Et je dois dire que, malgré la tension du départ inopiné de Minoé, malgré la situation dégradante et violente dans laquelle ils se trouvent, malgré le mépris dont ils font l'objet, la course-poursuite de Gucéné et Badimoin dans la capitale, tour à tour chasseurs, puis proies, et cela bascule plusieurs fois, est assez amusant, dans le décalage qui se crée entre les Kanaks et la grande ville européenne.

Si la façon de considérer les civilisations colonisées comme inférieures, et même pire, est insupportable, il est pourtant incontestable que les différences entre France et Nouvelle-Calédonie en 1931 sont très importantes. L'une est urbaine, moderne, technologique, quand l'autre ignore tout cela dans son quotidien.

Et; puisque j'évoquais les philosophes des Lumières, en introduction, il y a quelque chose des "Lettres Persanes", dans "Cannibale", dans la confrontation de ces deux modes de vie aux antipodes (sans jeu de mots) l'un de l'autre et dans l'ébahissement, mais aussi le regard critique qu'il suscite chez les visiteurs.

On sourit même lorsque Gocéné doit convaincre son ami de descendre dans le métro, alors qu'une vieille superstition paralyse Badimoin, qui ne veut pas pénétrer dans une grotte. Daeninckx joue avec ces différences culturelles évidemment forte, mais sans les graduer, sans affirmer que l'une ou l'autre est supérieure, et voilà toute la différence.

Surtout, il relie, comme il le fera plus tard pour la Corse, dans "Têtes de Maures", des événements passés et contemporains, avec, en ligne de mire cette question jamais cicatrisée, jamais réglée, de la colonisation (les débats autour d'un "fameux" article de loi en ont été la preuve). Entre l'infamie des zoos humains et les révoltes sur l'indépendance de la Nouvelle-Calédonie, moins de 60 ans.

A peine plus de deux générations, des personnes, comme Gocéné, qui ont pu connaître les deux événements. Accélération de l'histoire, pourrait-on dire... Et des situations qui n'ont peut-être pas forcément énormément changer, au final. Et je ne parle que des situations institutionnelles, parce que si on entre dans les questions de regard et de mentalités, on n'en sort pas...

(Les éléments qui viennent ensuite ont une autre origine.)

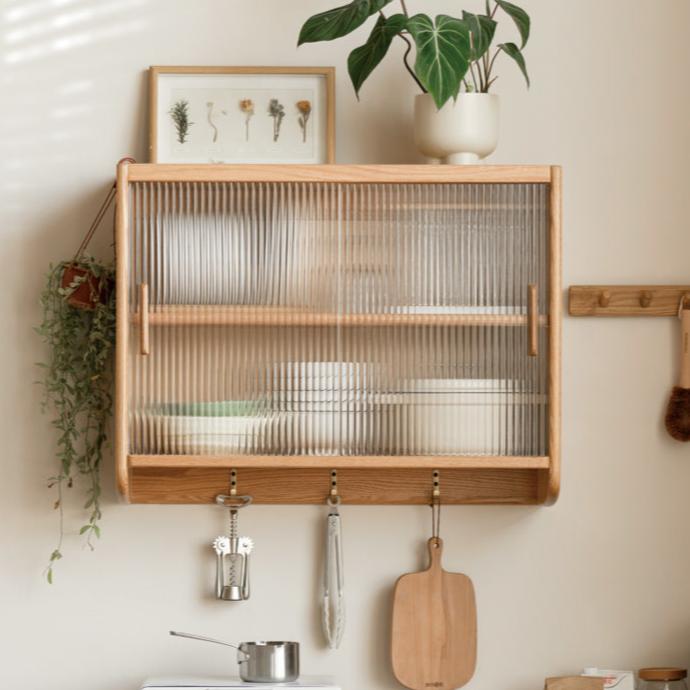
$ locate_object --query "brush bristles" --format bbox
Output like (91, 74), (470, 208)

Le talent de Daeninckx, c'est de dédramatiser la situation, au moins dans la partie centrale de son roman, sans jamais perdre de vue la question centrale de son raisonnement, ni faire perdre de sa force à sa colère et à sa répulsion. C'est de nous offrir un véritable roman d'aventures en milieu urbain, tout en faisant passer un message fort. L'engagement politique de Didier Daeninckx est bien connu, mais il a aussi cette grande qualité, du moins, je le crois, de savoir fédérer bien au-delà des clivages traditionnels.

Mais, endossant le rôle de moraliste, Didier Daeninckx doit aussi élaborer un dénouement qui puisse être une morale à son histoire. Là encore, il parvient sans occulter le drame, sans aseptiser le malheur et les douleurs, à proposer une fin pleine d'humanisme et d'intelligence. Au milieu de l'intolérance et des préjugés monstrueux, il fait germer une petite pousse de tolérance qui ne demande qu'à grandir.

Gocéné est un magnifique personnage. On le voit jeune et intrépide, amoureux transi prêt à tout pour sa Dulcinée et pour respecter le pacte scellé avant son départ en métropole. Près à braver bien des dangers, plus encore parce qu'on ne le considérera pas comme un être humain lorsqu'on essaiera de le rattraper pour le remettre en cage. Tous les moyens seront permis.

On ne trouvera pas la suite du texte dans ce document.